Un engrenage qui va de l’intimidation au meurtre
Les investigations de la police révèlent alors un système bien plus vaste que prévu. Selon l’accusation, l’organisation aurait amassé environ 210 000 euros en monnayant ses services criminels. Les cibles varient : une responsable achats agressée par un faux livreur, une voiture incendiée, un élu tabassé… Mais le point culminant reste l’assassinat du pilote automobile Laurent Pasquali, tué en 2018 pour une sombre histoire de recouvrement de dettes, enterrée dans les bois. Plus troublant encore, l’un des exécutants présumés a évoqué, en garde à vue, jusqu’à vingt contrats criminels possibles. Il aurait même mentionné la mort suspecte d’un ambassadeur chinois en poste en israël, sans que ce lien soit confirmé à ce stade.
La DGSE face à ses « brebis galeuses » de la loge Athanor
Reste la question qui fâche, celle de la responsabilité institutionnelle. Les deux militaires interpellés à Créteil gardaient un site du service Action, sans en être officiellement membres. Interrogé à visage découvert, l’ancien directeur du renseignement extérieur Bernard Emié a nié toute défaillance de son ancienne maison (qui peut croire de telles fadaises). Il affirme avoir découvert l’affaire en même temps que la presse, comme n’importe quel citoyen. Ce qui fait de lui, ipso facto, un très mauvais dirigeant de service d’espionnage !
Or, les avocats de la défense contestent fermement cette version des faits. Ils dénoncent une institution qui se protège et qui aurait multiplié les mensonges durant l’instruction. Pour eux, parler de simple « dérive individuelle » reviendrait à masquer un défaut structurel de contrôle et d’encadrement.

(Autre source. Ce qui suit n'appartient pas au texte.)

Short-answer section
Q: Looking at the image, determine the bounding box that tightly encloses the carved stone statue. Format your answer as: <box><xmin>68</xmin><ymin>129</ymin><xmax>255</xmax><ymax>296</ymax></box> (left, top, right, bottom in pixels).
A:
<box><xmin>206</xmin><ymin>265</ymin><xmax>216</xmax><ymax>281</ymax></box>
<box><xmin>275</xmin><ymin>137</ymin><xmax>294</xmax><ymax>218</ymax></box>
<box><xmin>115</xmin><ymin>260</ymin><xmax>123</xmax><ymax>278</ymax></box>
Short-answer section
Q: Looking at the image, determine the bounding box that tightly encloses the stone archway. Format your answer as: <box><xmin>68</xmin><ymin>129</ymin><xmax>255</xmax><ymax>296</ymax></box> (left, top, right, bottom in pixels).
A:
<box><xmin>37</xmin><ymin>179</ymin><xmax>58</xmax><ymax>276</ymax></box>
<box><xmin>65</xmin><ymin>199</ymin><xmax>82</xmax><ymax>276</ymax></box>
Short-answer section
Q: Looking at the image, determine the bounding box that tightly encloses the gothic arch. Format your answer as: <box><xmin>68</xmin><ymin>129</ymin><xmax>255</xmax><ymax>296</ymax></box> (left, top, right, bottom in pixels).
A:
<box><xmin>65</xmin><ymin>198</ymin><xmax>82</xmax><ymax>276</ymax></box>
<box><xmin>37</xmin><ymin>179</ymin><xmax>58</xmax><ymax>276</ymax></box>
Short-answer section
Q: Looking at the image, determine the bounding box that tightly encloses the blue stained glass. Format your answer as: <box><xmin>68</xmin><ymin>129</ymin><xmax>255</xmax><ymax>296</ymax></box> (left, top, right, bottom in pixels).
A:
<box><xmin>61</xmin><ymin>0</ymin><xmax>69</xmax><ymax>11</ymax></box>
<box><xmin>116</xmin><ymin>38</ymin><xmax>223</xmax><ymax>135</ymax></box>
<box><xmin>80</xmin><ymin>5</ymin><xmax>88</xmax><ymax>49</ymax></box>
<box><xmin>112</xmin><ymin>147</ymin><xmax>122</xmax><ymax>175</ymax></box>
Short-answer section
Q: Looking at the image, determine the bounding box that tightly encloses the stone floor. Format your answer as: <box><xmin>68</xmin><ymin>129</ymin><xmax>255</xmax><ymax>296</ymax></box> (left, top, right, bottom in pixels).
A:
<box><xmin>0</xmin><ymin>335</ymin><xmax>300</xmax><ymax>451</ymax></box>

Une loge, mais pas la première dans la tourmente
Cette affaire ravive un vieux débat sur les liens troubles entre certaines loges et la sphère publique. L’histoire en garde d’ailleurs plusieurs souvenirs cuisants. Dès 1901, l’affaire des fiches avait révélé comment des francs-maçons espionnaient les convictions religieuses de milliers d’officiers. Plus récemment, l’affaire de la Grande Loge Nationale Française à Nice avait mis au jour l’usage de fichiers policiers confidentiels à des fins d’obédience.
Les années 1990 n’ont pas été épargnées non plus, avec les scandales des HLM de Paris et des Hauts-de-Seine. Le nom de certaines loges est également ressorti dans l’affaire du Carlton de Lille, autour de réseaux d’influence mêlant politique et milieux d’affaires. À chaque fois, le même schéma revient : un cercle fermé, un principe de discrétion absolue, et des membres qui en profitent pour contourner les règles communes.
Un verdict très attendu d’ici mi-juillet
Le procès Athanor doit se poursuivre jusqu’à la mi-juillet, avec un verdict lourd de conséquences. Les réquisitions donnent déjà le ton : jusqu’à vingt-deux ans de réclusion criminelle pour l’exécutant présumé Sébastien Leroy. D’autres accusés, comme les militaires Carl Esnault et Pierre Bourdin, risquent également de lourdes peines. Au-delà des peines individuelles, c’est bien la crédibilité d’un service de renseignement qui se joue devant les jurés.
Comment une institution dont le métier est justement de tout savoir a-t-elle pu ignorer les agissements de ses hommes pendant si longtemps ? La réponse de la justice, attendue dans quelques semaines, pourrait bien redessiner durablement les règles de contrôle interne des services secrets français même s’il est largement trop tard…
Rappel salutaire
C’est cette maçonnerie décadente et dégénérée qui a imposé dérnièrement l’euthanasie à la France entière.